Rashied Ali (1935 – 2009), multi-directional drummer, speaks

rashiedAliHere is a cool transcript from a 1990 interview with drummer Rashied Ali that was conducted by Howard Mandel for the documentary The World According to John Coltrane. As you’d imagine, they mostly cover Coltrane, but there is a lot to read here about a number of different topics. From the interview, Ali speaks about playing on the same bandstand with Elvin Jones:

HM: Why did Coltrane want another drummer? What did he hear?

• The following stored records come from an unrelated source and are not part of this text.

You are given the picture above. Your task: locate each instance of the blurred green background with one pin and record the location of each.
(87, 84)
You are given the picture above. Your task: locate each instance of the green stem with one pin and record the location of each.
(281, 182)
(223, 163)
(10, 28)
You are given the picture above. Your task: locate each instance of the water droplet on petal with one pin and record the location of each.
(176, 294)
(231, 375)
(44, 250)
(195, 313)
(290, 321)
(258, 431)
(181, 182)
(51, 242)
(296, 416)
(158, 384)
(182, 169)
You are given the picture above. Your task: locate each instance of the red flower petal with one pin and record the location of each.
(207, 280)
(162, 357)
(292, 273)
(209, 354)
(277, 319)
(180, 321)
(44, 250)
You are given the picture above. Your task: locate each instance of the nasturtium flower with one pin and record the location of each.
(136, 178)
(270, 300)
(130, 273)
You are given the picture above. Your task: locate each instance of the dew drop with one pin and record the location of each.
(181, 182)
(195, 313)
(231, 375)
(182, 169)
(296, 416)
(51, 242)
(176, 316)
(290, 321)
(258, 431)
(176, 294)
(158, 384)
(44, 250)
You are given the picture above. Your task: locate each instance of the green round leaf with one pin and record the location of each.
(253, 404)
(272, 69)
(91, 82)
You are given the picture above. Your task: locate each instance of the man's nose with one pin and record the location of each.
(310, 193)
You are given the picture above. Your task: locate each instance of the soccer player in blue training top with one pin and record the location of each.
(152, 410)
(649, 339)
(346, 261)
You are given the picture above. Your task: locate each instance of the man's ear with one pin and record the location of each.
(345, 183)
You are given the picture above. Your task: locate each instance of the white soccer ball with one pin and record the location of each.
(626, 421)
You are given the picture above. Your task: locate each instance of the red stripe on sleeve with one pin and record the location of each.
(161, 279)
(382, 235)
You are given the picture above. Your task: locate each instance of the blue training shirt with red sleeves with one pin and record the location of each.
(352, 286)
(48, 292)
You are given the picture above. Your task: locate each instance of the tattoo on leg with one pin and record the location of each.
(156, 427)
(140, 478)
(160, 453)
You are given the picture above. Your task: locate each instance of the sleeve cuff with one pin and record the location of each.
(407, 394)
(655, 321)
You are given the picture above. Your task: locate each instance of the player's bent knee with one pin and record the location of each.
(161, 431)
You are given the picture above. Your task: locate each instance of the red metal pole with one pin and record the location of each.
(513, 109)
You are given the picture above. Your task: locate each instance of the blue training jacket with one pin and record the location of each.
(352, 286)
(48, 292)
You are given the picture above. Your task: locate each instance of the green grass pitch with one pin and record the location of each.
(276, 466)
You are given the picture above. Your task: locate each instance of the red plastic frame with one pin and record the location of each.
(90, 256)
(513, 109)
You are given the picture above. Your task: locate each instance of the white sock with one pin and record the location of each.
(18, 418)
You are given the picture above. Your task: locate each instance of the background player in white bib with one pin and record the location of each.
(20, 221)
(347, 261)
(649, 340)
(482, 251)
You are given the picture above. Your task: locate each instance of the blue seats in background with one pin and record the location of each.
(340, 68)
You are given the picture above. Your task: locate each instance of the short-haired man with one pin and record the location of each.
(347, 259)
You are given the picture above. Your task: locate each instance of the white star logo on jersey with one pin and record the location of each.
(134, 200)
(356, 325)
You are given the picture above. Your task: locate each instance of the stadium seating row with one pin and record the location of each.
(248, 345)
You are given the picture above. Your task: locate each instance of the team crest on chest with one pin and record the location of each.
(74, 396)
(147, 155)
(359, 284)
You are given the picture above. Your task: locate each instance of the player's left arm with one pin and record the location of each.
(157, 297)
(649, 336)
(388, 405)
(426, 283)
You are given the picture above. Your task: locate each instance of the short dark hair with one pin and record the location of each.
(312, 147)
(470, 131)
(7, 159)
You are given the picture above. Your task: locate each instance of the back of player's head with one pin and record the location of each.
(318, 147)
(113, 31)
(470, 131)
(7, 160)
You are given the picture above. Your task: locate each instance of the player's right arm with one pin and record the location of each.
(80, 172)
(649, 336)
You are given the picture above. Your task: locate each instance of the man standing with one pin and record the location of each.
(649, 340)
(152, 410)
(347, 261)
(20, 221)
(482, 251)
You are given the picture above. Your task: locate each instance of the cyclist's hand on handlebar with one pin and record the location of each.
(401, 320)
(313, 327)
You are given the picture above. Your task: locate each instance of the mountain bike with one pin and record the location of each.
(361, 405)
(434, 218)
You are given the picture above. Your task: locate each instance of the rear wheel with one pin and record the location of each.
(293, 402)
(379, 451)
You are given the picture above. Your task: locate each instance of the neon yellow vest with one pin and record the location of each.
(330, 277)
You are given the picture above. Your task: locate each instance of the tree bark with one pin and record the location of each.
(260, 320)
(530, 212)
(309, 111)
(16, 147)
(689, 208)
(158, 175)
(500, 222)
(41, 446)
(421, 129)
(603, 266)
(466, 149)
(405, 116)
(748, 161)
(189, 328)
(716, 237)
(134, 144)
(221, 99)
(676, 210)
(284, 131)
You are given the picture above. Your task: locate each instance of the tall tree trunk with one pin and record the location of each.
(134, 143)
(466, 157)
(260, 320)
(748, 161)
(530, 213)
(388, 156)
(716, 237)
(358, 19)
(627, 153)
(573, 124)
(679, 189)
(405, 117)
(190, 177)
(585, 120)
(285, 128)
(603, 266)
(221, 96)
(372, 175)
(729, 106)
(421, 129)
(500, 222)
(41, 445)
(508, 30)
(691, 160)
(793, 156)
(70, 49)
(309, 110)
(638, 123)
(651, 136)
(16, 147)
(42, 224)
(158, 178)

RA: Because he was in a drummer thing. He just wanted to free himself from playing these strict changes. The bass player and the piano player would lay these chords down, you know, and he played just about everything he could play on these chords. He played ‘em upside down. He’d turn ‘em around. He played ‘em sideways. He did just about everything he could to ‘em. And playing with the drums he didn’t have to deal with chord changes and keys and stuff like that. So he was free to play however he wanted to play. There were times I played with Trane, he had a battery of drummers, like about three conga players, guys playing batas, shakers and barrels and everything. On one of his records he did that. At the Village Vanguard, live, we had a whole bunch of drummers plus the traps. And then sometimes he would have double traps. Like in Chicago, I played double traps with a young drummer  coming up there, named Jack DeJohnette.